生きているからこそ味わえる世界
死んでしまえば何の意識もなく寝ているような状態。苦もなく楽もない。空腹を感じることもなく誰に会うこともなく、ただ自分という意識があるだけ。まるで、暗い牢獄にひとりいるような状態。寒さも感じなく、自分の身体の感覚もない世界なのかもしれません。
死の世界に3日もいれば、退屈で我慢できなくなるでしょう。こんなに静かで誰もいなく、ただジッとしているだけ。まるで、永遠に続く牢獄のような状態に思えるかもしれません。辛い目にあったことも懐かしく、もう一度あの世界に戻りたいと思うかもしれません。

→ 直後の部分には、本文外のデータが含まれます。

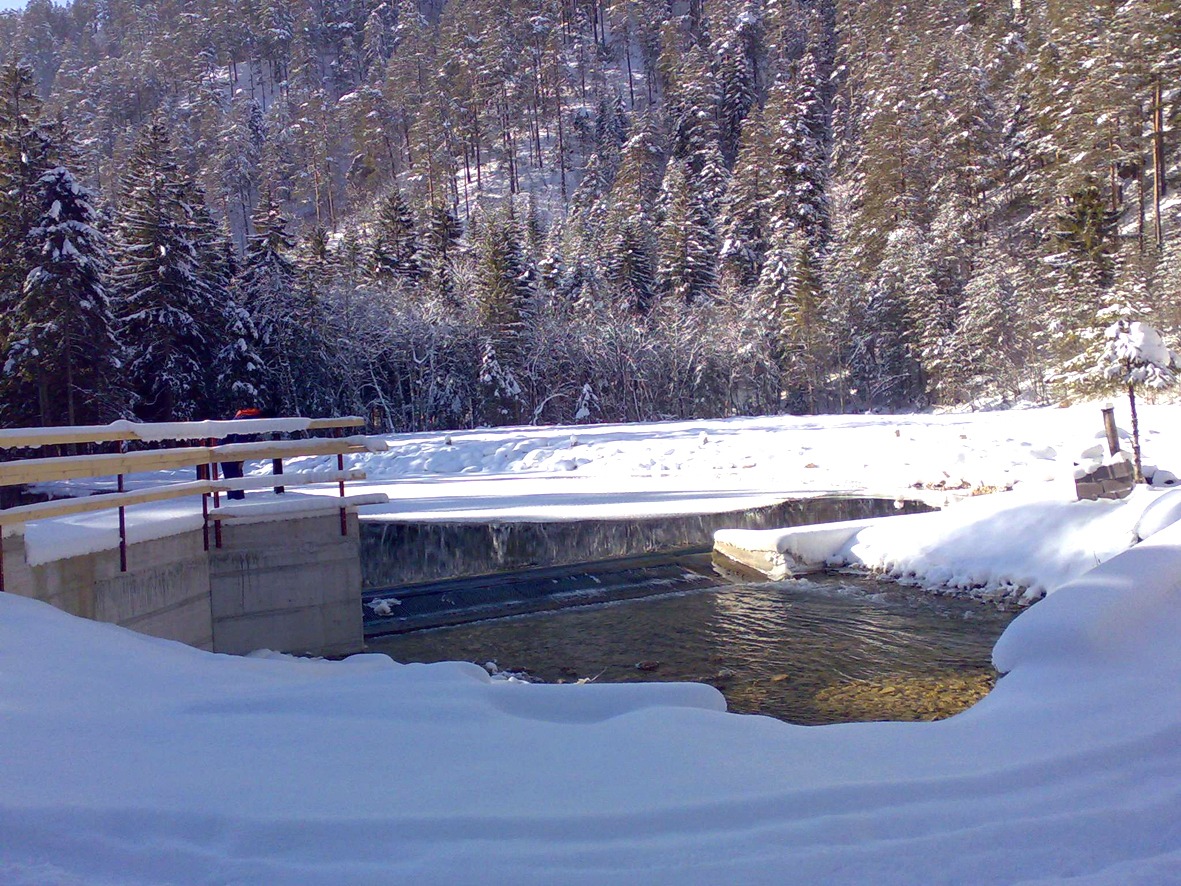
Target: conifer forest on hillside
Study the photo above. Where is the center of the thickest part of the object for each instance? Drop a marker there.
(457, 213)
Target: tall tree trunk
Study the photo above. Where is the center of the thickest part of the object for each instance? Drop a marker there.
(1157, 156)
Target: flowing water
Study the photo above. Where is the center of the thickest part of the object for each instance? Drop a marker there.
(819, 650)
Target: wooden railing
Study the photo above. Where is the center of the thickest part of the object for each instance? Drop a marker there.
(206, 460)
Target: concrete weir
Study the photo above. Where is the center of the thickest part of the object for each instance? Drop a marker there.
(289, 585)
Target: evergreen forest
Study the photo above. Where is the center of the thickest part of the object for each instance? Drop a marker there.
(461, 213)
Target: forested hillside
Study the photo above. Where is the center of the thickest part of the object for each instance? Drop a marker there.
(481, 212)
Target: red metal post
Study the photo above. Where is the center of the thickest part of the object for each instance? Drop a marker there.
(344, 514)
(214, 471)
(123, 533)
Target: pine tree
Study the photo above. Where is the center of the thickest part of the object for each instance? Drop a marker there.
(686, 246)
(162, 292)
(27, 150)
(628, 267)
(63, 331)
(744, 225)
(396, 248)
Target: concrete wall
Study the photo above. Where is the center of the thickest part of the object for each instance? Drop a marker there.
(291, 585)
(164, 592)
(288, 585)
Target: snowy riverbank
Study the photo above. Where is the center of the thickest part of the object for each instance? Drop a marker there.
(135, 760)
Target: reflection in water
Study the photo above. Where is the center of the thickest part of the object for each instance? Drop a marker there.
(810, 651)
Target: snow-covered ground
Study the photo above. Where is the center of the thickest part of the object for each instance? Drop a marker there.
(135, 760)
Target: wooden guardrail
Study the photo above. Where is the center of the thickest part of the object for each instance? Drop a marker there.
(204, 458)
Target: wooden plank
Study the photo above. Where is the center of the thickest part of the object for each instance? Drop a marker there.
(268, 481)
(119, 431)
(41, 470)
(106, 501)
(321, 503)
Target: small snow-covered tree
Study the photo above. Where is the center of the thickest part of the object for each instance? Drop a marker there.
(1136, 354)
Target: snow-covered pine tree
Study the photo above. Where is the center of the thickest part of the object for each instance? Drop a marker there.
(27, 150)
(63, 331)
(796, 154)
(787, 305)
(441, 249)
(744, 227)
(396, 247)
(287, 333)
(686, 247)
(1083, 268)
(628, 267)
(162, 292)
(991, 340)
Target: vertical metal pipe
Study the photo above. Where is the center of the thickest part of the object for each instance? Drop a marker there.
(123, 533)
(1109, 428)
(344, 514)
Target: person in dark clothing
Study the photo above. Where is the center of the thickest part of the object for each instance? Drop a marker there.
(233, 470)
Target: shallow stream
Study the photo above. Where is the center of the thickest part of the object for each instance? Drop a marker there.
(820, 650)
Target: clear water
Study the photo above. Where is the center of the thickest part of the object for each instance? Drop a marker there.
(834, 649)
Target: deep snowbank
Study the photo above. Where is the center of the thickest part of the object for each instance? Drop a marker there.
(1012, 546)
(134, 760)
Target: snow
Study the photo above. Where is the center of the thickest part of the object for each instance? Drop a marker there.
(134, 760)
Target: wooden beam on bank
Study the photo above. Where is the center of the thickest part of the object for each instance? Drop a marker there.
(43, 470)
(156, 431)
(108, 501)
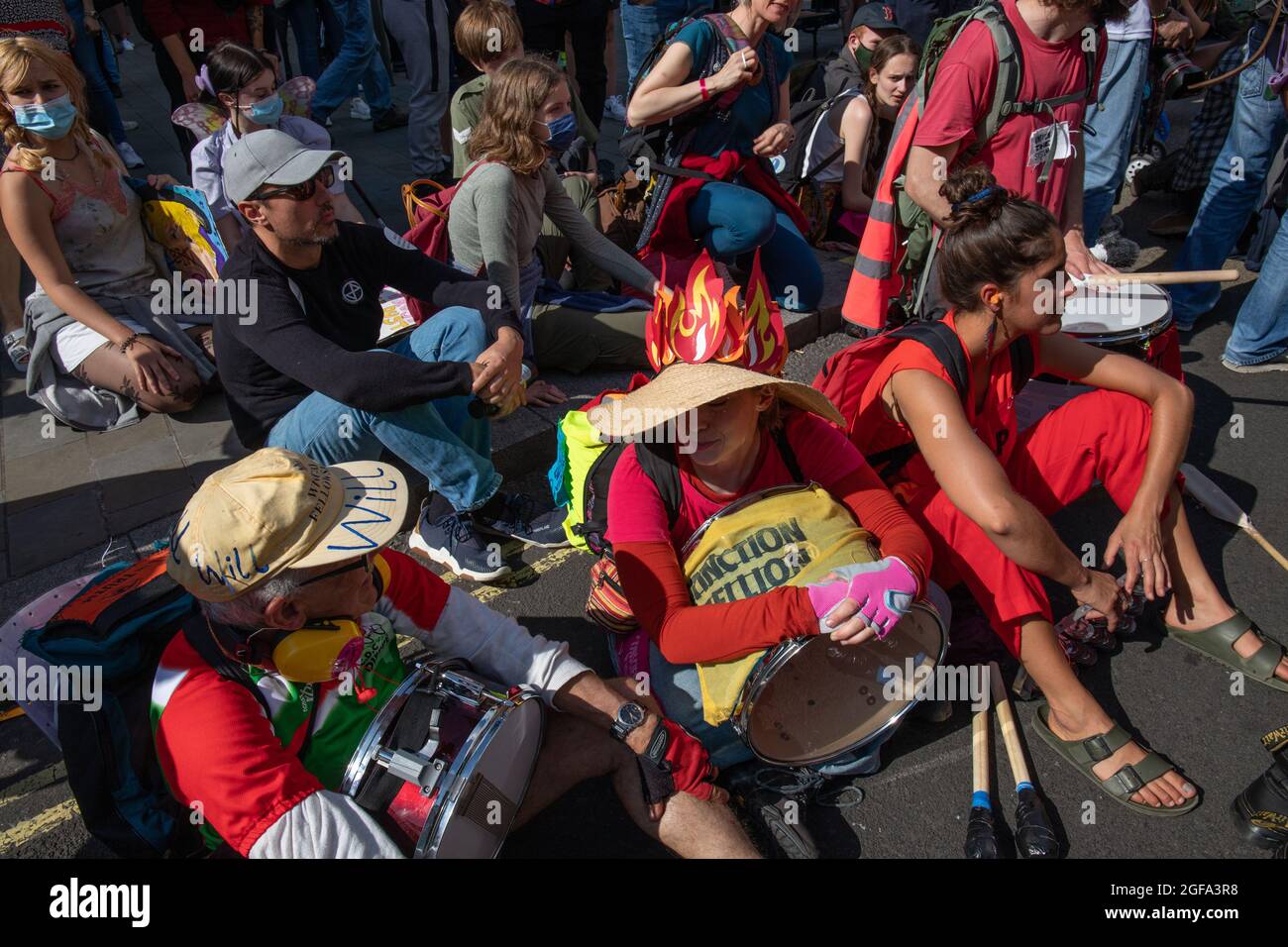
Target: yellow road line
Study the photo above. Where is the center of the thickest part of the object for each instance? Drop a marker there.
(51, 818)
(37, 781)
(487, 592)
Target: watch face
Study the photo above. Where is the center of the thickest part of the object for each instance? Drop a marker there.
(631, 714)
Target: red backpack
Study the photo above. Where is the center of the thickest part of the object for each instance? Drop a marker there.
(428, 218)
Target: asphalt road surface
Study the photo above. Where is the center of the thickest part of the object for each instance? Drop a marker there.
(914, 805)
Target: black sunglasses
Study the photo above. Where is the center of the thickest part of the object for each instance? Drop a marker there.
(364, 564)
(299, 192)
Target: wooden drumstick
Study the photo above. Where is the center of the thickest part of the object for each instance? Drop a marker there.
(1033, 834)
(1166, 278)
(980, 830)
(1223, 506)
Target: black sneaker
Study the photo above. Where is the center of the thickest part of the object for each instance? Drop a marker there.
(524, 521)
(391, 118)
(452, 541)
(1261, 810)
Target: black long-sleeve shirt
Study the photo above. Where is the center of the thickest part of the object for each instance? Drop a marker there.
(312, 329)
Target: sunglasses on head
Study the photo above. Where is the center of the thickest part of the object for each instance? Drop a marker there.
(364, 564)
(299, 192)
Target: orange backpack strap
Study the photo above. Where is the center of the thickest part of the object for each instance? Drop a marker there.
(102, 604)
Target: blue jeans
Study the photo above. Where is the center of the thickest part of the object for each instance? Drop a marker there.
(1261, 330)
(110, 65)
(642, 26)
(1122, 82)
(1233, 189)
(359, 60)
(95, 82)
(438, 438)
(733, 221)
(303, 16)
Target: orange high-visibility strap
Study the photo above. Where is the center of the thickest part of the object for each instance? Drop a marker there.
(874, 281)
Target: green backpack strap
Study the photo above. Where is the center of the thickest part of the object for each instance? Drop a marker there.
(1010, 73)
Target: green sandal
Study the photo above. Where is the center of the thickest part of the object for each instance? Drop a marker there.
(1083, 754)
(1218, 643)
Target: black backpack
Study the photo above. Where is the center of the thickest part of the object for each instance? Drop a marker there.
(845, 376)
(660, 464)
(121, 622)
(807, 118)
(657, 149)
(658, 145)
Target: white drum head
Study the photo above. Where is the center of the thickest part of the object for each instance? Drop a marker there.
(1127, 311)
(485, 784)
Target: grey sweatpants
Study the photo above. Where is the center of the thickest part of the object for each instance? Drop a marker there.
(421, 33)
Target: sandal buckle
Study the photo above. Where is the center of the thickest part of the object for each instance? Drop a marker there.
(1127, 779)
(1098, 748)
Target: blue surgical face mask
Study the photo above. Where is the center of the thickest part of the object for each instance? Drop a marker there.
(267, 111)
(563, 133)
(52, 119)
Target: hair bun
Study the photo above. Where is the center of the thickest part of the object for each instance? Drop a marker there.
(975, 197)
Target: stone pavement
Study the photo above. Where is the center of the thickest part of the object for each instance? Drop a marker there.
(63, 493)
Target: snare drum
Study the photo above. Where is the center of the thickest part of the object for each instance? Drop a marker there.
(447, 761)
(1132, 318)
(809, 699)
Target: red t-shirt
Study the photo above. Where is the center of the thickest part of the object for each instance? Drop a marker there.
(636, 513)
(996, 424)
(648, 561)
(964, 91)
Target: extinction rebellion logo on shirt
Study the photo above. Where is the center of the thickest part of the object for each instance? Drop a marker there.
(755, 565)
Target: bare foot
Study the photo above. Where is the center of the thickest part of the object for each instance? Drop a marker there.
(1168, 789)
(1206, 616)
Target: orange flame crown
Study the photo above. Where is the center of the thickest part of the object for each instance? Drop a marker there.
(702, 322)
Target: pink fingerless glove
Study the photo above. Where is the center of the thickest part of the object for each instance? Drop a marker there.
(884, 591)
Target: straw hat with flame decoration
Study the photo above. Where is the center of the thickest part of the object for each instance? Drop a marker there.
(703, 348)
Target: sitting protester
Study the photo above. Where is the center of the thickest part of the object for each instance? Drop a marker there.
(984, 491)
(300, 373)
(488, 35)
(855, 136)
(722, 85)
(241, 84)
(99, 355)
(267, 775)
(872, 24)
(496, 219)
(748, 431)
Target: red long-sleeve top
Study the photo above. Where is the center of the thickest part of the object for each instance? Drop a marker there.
(653, 578)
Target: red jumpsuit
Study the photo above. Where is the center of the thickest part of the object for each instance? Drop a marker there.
(1100, 436)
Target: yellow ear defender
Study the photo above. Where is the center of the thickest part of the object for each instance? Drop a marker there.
(309, 655)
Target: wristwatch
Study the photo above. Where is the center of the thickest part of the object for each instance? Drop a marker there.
(629, 718)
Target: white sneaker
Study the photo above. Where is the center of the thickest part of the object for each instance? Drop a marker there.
(614, 108)
(129, 157)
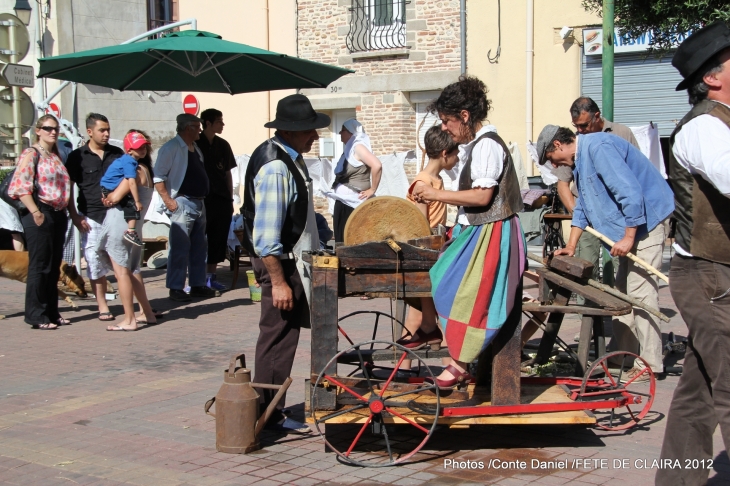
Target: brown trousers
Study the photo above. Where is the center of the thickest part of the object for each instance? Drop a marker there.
(278, 332)
(701, 290)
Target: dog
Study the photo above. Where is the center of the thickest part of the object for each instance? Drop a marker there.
(14, 265)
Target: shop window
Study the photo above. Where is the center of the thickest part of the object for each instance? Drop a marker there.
(161, 13)
(377, 24)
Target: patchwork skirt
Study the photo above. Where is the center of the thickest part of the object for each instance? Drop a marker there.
(474, 284)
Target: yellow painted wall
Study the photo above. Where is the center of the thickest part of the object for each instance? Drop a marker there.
(246, 22)
(556, 68)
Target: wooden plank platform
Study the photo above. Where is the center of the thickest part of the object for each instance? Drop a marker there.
(478, 397)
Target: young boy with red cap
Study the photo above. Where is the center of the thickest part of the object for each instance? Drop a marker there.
(125, 168)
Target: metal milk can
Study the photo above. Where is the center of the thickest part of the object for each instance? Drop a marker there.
(237, 422)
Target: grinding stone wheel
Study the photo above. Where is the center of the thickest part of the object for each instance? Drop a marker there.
(383, 217)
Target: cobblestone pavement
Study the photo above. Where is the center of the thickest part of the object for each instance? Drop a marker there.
(83, 406)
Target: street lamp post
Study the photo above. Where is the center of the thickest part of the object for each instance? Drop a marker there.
(607, 61)
(23, 10)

しかし、生きていれば苦労は多く楽は少なく何で自分だけがこんなに苦労しなければならないのかと嘆くことができます。他人からバカにされ卑下され、なにくそと思って頑張ることもできます。成功してざまあみろと見返すこともできます。
生きているからこそ味わえる世界は、良いことばかりではなく苦しみをたっぷり味わえる世界です。それを楽しむことができれば、生きていることが面白くなります。死んでしまえば、そんな経験、どんなに望んでもできるものではないからです。
僕は、そんな苦労ばかりの世界ですが、それでも生きていたいと思う方です。何しろ、いつかは死んでしまうのですから、それまではしっかり生きていることを楽しもうと思います。どんなに辛くても苦しくても、生きているからこそ味わえるのですから。